“‘Le Tonnerre, ce n’est qu’un Pet;’ c’est Aristophane qui le dit.” Βροντὴ καὶ πορδή, ὁμοίω—(“Nućes.”)
All the preceding from Bib. Scat., article, “Oratio pro Guano Humano.”
Consult Aristophanes, “The Clouds,” act v. scene 2.
“Dissertation sur le dieu Pet,” par M. Claude Terrin.—This author is stated to have cited from Clemens Romanus and Saint Cæsar.—(See Bib. Scat., p. 37.)
Suetonius has the following remarks upon the Roman Emperor Claudius: “It is said too that he intended to publish an edict ... allowing to all people the liberty of giving vent at table to any distension occasioned by flatulence.” This was upon “hearing of a person whose modesty, under such circumstances, had nearly cost him his life.”—(“Claudius,” xxxii.)
Plutarch asks the question: “Question 95. Why was it ordained that they that were to live chaste should abstain from pulse?... Or rather was it because they should bring empty and slender bodies to their purifications and expiations?
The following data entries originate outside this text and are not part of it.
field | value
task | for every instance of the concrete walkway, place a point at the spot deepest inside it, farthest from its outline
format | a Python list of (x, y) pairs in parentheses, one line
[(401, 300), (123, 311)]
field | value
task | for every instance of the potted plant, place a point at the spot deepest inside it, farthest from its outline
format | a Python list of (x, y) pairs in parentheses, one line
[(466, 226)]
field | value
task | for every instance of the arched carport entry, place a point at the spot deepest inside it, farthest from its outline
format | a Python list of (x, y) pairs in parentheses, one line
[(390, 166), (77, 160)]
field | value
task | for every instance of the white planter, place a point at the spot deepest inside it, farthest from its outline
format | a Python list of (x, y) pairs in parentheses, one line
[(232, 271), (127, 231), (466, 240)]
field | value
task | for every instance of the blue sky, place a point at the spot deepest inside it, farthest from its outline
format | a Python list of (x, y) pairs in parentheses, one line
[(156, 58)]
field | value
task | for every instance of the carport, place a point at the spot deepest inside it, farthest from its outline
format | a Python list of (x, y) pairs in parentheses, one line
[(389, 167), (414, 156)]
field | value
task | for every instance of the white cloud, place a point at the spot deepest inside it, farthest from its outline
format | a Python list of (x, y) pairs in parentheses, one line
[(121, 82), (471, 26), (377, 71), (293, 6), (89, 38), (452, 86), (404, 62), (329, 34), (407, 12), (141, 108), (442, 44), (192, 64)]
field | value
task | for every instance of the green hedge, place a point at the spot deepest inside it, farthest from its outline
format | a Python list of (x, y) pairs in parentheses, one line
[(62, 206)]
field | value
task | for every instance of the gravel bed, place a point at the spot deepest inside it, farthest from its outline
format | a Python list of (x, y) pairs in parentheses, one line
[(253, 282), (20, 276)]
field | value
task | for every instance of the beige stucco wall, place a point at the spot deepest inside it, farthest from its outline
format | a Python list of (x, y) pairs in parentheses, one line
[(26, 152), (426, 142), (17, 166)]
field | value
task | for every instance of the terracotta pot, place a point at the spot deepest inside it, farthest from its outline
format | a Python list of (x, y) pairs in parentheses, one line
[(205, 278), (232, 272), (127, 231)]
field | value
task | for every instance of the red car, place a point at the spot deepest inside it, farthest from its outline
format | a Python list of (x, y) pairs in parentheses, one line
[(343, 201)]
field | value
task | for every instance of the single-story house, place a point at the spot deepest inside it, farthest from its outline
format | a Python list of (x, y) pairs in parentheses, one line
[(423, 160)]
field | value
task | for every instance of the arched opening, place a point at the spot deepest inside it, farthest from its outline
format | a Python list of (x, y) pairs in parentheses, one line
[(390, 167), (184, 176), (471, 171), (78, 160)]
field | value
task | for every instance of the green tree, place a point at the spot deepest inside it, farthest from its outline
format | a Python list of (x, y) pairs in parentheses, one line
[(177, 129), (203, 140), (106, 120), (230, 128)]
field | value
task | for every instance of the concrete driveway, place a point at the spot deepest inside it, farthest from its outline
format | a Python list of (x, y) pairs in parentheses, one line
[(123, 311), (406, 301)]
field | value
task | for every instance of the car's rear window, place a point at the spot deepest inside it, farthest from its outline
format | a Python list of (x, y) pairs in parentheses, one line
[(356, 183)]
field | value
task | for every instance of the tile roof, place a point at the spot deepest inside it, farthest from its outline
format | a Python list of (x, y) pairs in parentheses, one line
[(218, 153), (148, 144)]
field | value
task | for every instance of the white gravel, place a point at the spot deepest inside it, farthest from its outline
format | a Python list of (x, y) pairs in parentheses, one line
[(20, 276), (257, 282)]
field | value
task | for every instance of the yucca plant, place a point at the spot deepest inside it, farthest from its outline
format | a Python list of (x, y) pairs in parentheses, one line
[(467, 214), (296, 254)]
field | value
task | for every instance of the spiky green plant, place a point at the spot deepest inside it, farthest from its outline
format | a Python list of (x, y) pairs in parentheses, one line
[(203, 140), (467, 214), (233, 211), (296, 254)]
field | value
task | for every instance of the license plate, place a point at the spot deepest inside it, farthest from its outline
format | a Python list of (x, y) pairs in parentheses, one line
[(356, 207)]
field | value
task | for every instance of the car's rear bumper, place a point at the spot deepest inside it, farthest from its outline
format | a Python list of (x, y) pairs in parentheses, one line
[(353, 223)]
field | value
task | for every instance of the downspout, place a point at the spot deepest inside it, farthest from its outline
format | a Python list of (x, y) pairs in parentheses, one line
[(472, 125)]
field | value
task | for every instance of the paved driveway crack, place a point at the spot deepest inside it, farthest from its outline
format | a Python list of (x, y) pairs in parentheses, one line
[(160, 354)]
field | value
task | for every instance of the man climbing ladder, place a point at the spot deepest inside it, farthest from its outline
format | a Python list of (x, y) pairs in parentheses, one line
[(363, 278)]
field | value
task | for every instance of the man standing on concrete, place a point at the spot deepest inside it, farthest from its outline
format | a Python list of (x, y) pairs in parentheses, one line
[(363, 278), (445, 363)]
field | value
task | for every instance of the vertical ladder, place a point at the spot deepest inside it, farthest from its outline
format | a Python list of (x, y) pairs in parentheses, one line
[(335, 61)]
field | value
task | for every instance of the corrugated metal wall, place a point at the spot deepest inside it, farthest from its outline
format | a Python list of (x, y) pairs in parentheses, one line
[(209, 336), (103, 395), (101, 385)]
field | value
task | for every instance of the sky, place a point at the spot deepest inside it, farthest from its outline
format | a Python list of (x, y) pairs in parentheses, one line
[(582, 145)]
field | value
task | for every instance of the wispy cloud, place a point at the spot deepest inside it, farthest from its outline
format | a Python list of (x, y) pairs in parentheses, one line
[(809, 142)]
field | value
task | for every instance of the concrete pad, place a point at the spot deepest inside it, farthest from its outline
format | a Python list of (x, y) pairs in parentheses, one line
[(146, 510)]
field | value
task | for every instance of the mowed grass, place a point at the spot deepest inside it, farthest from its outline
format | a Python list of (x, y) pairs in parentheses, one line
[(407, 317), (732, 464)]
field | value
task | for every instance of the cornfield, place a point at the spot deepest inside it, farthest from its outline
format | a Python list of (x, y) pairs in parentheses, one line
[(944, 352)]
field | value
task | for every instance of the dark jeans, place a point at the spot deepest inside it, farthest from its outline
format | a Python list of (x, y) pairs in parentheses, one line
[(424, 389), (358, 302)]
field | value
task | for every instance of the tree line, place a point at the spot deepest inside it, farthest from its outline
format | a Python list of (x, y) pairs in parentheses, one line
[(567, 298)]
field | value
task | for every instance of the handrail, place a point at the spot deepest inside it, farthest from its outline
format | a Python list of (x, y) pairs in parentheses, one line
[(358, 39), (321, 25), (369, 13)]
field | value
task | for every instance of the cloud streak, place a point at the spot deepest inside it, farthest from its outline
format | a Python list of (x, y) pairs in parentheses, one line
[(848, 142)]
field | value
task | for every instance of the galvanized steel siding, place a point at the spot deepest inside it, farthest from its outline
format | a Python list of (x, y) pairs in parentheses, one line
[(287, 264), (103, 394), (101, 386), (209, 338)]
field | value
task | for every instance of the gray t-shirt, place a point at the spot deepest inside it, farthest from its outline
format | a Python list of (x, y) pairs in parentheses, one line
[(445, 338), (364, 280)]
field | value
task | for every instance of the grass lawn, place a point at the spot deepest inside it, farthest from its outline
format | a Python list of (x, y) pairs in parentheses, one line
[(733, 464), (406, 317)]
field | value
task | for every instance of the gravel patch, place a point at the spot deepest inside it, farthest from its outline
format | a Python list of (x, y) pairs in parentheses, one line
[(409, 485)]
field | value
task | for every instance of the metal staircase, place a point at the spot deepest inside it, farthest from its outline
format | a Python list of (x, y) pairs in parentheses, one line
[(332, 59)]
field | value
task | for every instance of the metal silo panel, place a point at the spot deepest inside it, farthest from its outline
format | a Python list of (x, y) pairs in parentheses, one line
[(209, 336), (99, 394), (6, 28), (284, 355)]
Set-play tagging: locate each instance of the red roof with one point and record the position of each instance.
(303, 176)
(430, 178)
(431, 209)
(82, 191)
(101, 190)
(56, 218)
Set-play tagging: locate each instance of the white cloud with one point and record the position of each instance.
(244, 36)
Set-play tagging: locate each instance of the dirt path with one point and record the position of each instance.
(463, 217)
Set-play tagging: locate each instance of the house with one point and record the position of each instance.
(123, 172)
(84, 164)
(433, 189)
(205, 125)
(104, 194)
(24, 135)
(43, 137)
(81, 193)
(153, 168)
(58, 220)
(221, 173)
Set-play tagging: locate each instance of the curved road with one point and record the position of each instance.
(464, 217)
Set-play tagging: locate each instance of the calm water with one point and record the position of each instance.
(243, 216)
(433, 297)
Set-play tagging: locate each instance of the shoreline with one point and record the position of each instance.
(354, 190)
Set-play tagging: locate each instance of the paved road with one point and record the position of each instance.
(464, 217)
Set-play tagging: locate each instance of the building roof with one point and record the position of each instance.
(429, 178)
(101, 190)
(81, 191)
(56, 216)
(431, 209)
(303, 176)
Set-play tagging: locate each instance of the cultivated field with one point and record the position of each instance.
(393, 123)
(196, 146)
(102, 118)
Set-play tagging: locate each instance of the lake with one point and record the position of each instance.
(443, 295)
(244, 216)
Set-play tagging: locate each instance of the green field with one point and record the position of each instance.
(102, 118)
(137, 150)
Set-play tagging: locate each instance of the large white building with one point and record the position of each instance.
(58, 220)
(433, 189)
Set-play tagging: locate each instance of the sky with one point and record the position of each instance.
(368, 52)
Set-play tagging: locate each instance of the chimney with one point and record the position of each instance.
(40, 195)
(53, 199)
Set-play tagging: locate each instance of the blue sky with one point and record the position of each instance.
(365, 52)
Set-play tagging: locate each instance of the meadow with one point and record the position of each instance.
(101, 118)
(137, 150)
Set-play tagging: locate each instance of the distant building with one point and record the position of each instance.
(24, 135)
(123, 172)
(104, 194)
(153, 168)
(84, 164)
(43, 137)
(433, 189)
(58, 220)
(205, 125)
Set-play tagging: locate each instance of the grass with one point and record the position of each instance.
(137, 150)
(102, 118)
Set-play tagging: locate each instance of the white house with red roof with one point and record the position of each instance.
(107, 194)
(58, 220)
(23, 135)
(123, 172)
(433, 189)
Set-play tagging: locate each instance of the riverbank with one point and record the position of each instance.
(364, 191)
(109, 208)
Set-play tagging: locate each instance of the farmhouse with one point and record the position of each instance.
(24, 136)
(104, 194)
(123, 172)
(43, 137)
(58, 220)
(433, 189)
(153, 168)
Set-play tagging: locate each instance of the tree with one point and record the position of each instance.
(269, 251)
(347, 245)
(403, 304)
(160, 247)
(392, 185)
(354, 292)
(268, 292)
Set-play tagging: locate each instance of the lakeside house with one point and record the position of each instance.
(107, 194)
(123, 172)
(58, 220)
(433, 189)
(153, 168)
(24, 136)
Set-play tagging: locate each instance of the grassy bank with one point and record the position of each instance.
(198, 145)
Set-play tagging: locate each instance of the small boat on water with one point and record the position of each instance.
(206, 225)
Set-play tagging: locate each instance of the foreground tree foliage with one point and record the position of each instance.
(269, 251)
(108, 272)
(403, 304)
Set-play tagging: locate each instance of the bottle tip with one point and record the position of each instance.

For pulse are windy and cause a great deal of excrements that require purging off. Or is it because they excite lechery by reason of their flatulent and windy nature?” (“Morals,” Goodwin’s English translation, Boston, 1870, vol. ii. p. 254.)
“The fact that in honor of the arrival of friends, the house is swept and strewn with sand, and that the people bathe at such occasions, shows that cleanliness is appreciated. The current expression is that the house is so cleaned that no bad smell remains to offend the guest. For the same reason the Indian takes repeated baths before praying, ‘that he may be agreeable to the Deity.’”—(“Report on the Northwestern Tribes of Canada,” Dr. Franz Boas, British Association for the Advancement of Science, Newcastle-upon-Tyne Meeting, 1889, p. 19.)
“Saul went into a cave ‘ut purgaret ventrem.’”—(Harington, “Ajax,” p. 25.)